Experience with MDM / Master Data concepts (golden record, dedupe, survivorship, stewardship workflows)
Experience with Azure data ecosystem tools (ADF/Synapse/Functions/Key Vault/Monitoring)
Experience with event-driven publishing or change-data outputs for downstream systems
Exposure to regulated/audit-heavy delivery environments (traceability, approvals, evidence)

Responsibilities

Design and implement ingestion patterns from source systems into Snowflake (batch and incremental/CDC where applicable).
Build scalable landing/staging/curated layers with clear lineage and reprocessing strategies.
Implement orchestration patterns on Azure (scheduling, parameterization, retries, idempotency).
Develop and maintain dbt models for:o canonical master entities and relationshipso standardization/enrichment transformationso exception/validation views and stewardship-ready outputs
Implement dbt best practices: modular models, tests, exposures, documentation, and CI checks.
Implement data quality rules and automated tests (dbt tests + custom checks in Python where needed).
Create exception datasets/metrics to support stewardship queues and remediation.

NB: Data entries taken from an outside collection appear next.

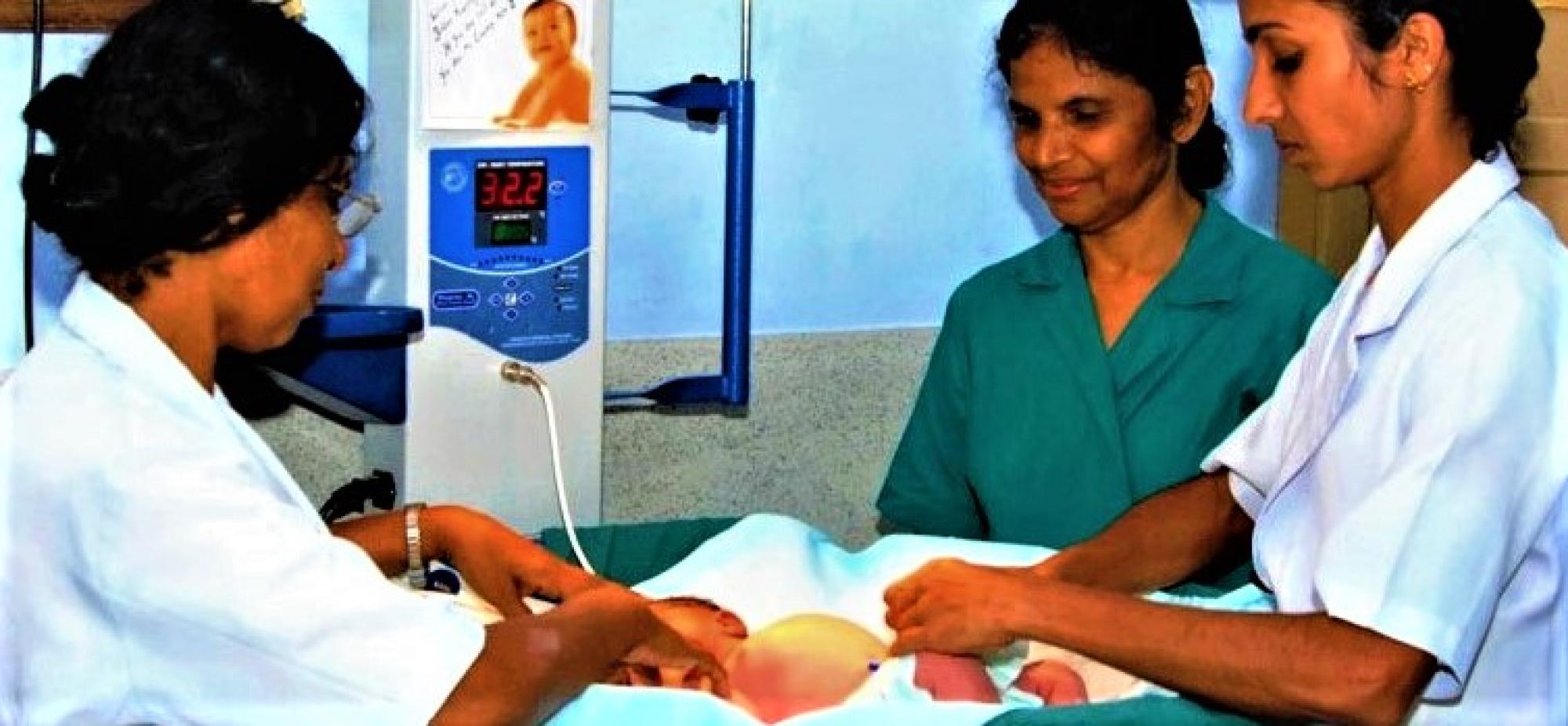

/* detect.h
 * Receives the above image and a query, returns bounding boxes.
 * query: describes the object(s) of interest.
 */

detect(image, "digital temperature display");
[474,158,549,212]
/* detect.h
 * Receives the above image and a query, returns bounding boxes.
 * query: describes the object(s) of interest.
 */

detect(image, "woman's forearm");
[1035,472,1253,593]
[431,588,655,726]
[1014,580,1435,724]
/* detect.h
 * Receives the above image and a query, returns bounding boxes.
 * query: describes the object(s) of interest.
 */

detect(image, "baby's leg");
[914,651,1002,704]
[1013,660,1088,706]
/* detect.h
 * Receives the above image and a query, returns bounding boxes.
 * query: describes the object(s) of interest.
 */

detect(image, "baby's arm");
[914,651,1004,704]
[1013,660,1088,706]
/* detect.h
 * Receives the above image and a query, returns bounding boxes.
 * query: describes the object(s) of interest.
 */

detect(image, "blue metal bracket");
[260,304,425,423]
[604,78,756,408]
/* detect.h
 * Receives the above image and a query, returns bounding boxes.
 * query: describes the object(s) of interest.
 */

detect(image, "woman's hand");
[883,560,1038,655]
[608,602,729,698]
[422,506,602,618]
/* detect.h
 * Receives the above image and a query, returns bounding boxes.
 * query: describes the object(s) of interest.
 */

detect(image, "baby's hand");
[1013,660,1088,706]
[914,651,1002,704]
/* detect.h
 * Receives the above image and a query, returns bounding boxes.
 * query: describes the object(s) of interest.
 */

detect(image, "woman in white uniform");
[0,0,723,724]
[886,0,1568,724]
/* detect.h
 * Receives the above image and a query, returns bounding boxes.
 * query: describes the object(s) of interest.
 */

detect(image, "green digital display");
[489,216,539,248]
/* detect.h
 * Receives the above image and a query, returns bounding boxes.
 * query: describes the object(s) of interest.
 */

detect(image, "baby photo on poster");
[419,0,593,130]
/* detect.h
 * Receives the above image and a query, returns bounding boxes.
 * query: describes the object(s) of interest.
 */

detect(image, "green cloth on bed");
[539,517,737,585]
[986,696,1256,726]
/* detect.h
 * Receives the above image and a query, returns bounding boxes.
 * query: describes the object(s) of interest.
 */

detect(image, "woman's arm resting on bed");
[887,574,1435,724]
[1033,470,1253,593]
[331,505,607,618]
[431,586,729,726]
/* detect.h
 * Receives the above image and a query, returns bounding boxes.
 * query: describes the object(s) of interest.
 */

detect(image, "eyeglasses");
[332,190,381,240]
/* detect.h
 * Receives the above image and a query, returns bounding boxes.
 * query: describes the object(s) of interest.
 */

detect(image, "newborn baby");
[630,597,1085,723]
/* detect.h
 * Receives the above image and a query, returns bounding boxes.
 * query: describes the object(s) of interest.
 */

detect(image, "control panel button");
[430,290,480,310]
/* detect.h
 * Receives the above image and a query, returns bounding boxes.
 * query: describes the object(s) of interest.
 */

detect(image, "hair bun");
[22,74,85,147]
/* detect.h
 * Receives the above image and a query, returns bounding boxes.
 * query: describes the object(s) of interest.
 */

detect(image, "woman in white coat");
[0,0,723,724]
[886,0,1568,724]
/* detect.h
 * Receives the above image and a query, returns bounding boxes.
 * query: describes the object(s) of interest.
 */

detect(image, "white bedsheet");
[550,514,1091,726]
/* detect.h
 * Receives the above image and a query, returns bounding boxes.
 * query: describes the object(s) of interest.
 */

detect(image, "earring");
[1405,63,1433,94]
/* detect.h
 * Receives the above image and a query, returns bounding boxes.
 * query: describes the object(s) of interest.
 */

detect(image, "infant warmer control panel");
[430,146,591,362]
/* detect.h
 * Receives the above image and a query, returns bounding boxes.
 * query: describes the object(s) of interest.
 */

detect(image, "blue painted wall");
[0,0,1276,367]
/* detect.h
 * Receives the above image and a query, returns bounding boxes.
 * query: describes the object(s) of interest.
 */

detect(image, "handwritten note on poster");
[422,0,517,86]
[416,0,593,129]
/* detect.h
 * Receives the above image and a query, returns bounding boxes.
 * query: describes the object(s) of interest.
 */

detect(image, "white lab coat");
[1204,155,1568,724]
[0,276,485,726]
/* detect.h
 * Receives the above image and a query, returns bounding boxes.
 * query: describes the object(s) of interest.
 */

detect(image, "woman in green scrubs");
[877,0,1334,586]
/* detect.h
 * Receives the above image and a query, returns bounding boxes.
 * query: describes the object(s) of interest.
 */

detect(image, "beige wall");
[1279,0,1568,274]
[1519,0,1568,240]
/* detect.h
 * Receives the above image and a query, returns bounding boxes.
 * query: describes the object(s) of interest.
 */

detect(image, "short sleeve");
[1203,353,1301,519]
[77,444,485,724]
[877,289,986,539]
[1314,290,1568,699]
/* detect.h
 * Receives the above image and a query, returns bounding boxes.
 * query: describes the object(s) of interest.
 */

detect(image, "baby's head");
[522,0,577,66]
[724,613,887,723]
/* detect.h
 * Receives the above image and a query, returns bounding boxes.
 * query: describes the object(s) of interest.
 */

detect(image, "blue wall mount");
[605,78,756,409]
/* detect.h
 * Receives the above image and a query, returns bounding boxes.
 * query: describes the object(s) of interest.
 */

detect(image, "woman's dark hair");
[22,0,365,296]
[1322,0,1544,160]
[996,0,1231,198]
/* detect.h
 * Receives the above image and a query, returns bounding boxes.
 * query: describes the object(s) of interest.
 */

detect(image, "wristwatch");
[403,502,425,590]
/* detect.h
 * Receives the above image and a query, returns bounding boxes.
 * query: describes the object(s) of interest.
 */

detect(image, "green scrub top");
[877,201,1334,586]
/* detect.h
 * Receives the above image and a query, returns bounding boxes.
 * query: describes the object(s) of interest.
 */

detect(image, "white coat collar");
[60,273,227,416]
[1345,149,1519,337]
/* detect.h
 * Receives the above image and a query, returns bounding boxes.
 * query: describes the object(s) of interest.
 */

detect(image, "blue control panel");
[430,146,593,362]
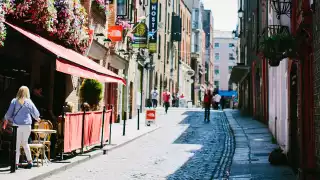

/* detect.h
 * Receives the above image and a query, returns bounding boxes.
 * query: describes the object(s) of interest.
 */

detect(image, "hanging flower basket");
[4,0,89,53]
[260,33,297,66]
[0,0,11,47]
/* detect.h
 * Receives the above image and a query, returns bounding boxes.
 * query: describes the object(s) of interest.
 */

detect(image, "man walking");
[151,87,159,108]
[162,88,171,114]
[213,93,221,110]
[203,90,212,122]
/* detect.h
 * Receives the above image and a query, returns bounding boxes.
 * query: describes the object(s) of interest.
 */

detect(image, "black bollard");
[81,108,86,154]
[59,106,66,161]
[101,106,106,148]
[109,105,113,144]
[122,114,126,136]
[138,109,140,130]
[10,126,18,173]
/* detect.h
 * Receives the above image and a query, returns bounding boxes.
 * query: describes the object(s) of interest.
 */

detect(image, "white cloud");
[203,0,238,31]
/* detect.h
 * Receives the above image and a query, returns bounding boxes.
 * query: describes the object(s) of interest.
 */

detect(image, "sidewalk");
[225,110,296,180]
[0,113,161,180]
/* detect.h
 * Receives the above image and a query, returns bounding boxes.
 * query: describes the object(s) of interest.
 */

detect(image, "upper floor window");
[214,66,220,75]
[229,66,233,73]
[229,53,234,60]
[214,81,219,88]
[159,3,162,22]
[214,53,220,60]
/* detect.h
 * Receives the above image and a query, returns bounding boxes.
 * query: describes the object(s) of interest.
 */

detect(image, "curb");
[29,127,161,180]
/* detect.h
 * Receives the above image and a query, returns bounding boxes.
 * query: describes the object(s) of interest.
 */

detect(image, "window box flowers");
[6,0,89,53]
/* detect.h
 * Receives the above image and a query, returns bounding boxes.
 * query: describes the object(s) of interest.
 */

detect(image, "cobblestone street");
[48,109,234,180]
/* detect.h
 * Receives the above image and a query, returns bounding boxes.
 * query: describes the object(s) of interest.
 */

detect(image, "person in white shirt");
[151,87,159,108]
[213,93,221,109]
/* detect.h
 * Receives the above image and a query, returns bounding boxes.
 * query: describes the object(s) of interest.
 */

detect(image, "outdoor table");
[31,129,57,164]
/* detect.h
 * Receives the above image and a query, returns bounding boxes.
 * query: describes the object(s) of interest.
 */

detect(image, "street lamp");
[238,7,244,18]
[232,30,236,39]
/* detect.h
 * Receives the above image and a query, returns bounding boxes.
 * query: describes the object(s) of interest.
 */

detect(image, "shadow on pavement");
[167,111,231,180]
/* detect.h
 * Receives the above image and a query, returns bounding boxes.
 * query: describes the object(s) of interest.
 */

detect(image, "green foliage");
[260,33,297,61]
[80,79,103,110]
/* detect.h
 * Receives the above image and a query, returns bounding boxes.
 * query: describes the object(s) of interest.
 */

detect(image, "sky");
[202,0,238,31]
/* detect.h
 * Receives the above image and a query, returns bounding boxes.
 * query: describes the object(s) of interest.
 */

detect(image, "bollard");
[60,106,65,161]
[81,108,86,154]
[109,105,113,144]
[138,109,140,130]
[10,126,18,173]
[122,115,126,136]
[101,106,106,148]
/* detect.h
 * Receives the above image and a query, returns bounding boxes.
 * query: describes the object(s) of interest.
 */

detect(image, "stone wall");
[313,2,320,169]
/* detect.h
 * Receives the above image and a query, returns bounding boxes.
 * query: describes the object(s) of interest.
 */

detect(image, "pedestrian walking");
[213,93,221,110]
[162,89,171,114]
[220,96,226,110]
[203,90,212,122]
[151,87,159,108]
[5,86,40,169]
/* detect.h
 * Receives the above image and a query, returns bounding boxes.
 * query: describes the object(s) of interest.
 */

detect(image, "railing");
[58,108,112,155]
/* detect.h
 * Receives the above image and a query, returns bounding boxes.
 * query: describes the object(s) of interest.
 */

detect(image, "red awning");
[5,22,126,85]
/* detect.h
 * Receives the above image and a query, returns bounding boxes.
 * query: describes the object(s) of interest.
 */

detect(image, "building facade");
[213,31,237,91]
[203,10,214,90]
[178,0,194,101]
[231,0,320,179]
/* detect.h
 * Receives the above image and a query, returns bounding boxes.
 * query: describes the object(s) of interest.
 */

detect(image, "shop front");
[0,23,126,163]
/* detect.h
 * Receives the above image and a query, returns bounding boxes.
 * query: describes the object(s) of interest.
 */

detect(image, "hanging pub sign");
[132,23,148,48]
[117,0,128,19]
[108,26,123,42]
[149,0,158,53]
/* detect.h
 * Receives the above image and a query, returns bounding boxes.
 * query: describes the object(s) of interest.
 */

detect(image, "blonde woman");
[5,86,40,169]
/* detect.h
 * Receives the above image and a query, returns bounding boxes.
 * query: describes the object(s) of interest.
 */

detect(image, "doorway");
[129,81,133,119]
[288,63,300,173]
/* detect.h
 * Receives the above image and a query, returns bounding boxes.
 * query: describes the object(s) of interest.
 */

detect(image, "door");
[288,64,300,173]
[129,82,133,119]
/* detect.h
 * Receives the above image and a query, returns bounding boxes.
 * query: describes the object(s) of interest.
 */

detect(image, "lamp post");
[238,7,244,18]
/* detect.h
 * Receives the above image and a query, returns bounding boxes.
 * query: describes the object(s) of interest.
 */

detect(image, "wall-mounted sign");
[149,0,158,53]
[117,0,127,18]
[108,26,123,42]
[132,23,148,48]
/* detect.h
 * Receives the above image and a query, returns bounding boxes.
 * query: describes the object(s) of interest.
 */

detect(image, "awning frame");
[5,22,126,85]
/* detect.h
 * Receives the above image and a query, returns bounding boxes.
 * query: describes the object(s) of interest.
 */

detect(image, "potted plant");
[260,33,296,66]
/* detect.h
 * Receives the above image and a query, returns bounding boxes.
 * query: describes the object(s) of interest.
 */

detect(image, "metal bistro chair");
[33,120,53,160]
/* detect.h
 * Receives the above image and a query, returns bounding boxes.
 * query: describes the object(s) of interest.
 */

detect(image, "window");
[214,66,220,75]
[159,3,162,22]
[214,81,219,88]
[214,53,220,60]
[229,66,233,73]
[167,13,170,32]
[229,53,234,60]
[158,35,161,56]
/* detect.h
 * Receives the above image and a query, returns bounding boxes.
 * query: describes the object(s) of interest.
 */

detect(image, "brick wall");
[313,0,320,169]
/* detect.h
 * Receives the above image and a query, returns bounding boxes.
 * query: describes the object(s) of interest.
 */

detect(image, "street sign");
[108,26,123,42]
[146,109,156,126]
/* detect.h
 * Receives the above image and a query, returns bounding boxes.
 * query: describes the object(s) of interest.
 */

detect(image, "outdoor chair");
[33,120,53,160]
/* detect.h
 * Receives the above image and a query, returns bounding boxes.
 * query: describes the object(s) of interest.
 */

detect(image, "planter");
[260,33,297,67]
[269,59,281,67]
[269,148,287,165]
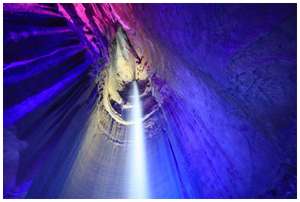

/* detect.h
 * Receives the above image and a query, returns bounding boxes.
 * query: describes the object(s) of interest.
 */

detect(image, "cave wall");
[3,4,297,198]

Build reconciliation routines (source vs curated counts, duplicate metrics, completeness/consistency trends).
Support match/merge workflows by producing standardized inputs (keys, standardized attributes, dedupe candidates).
Implement survivorship logic where defined (source priority, recency, completeness) or enable it through curated datasets.
Produce “publish” datasets and change detection outputs for downstream consumption.
Optimize Snowflake workloads (warehouse sizing, clustering strategies where relevant, query tuning, cost governance).
Build robust operational patterns backfills, re-runs, error handling, SLAs, data freshness checks.
Implement monitoring for pipeline health, data freshness, DQ failures, and exception volumes.
Create runbooks and operational playbooks for production support and hypercare.
Participate in go-live cutover, hypercare triage, and transition to BAU support.
Work closely with Data Architect, BSA/Data Analyst, Backend/UI teams, QA, and DevOps.
Participate in sprint planning, code reviews, and architecture/design reviews.
Maintain high-quality documentation and version control (Git-based workflow).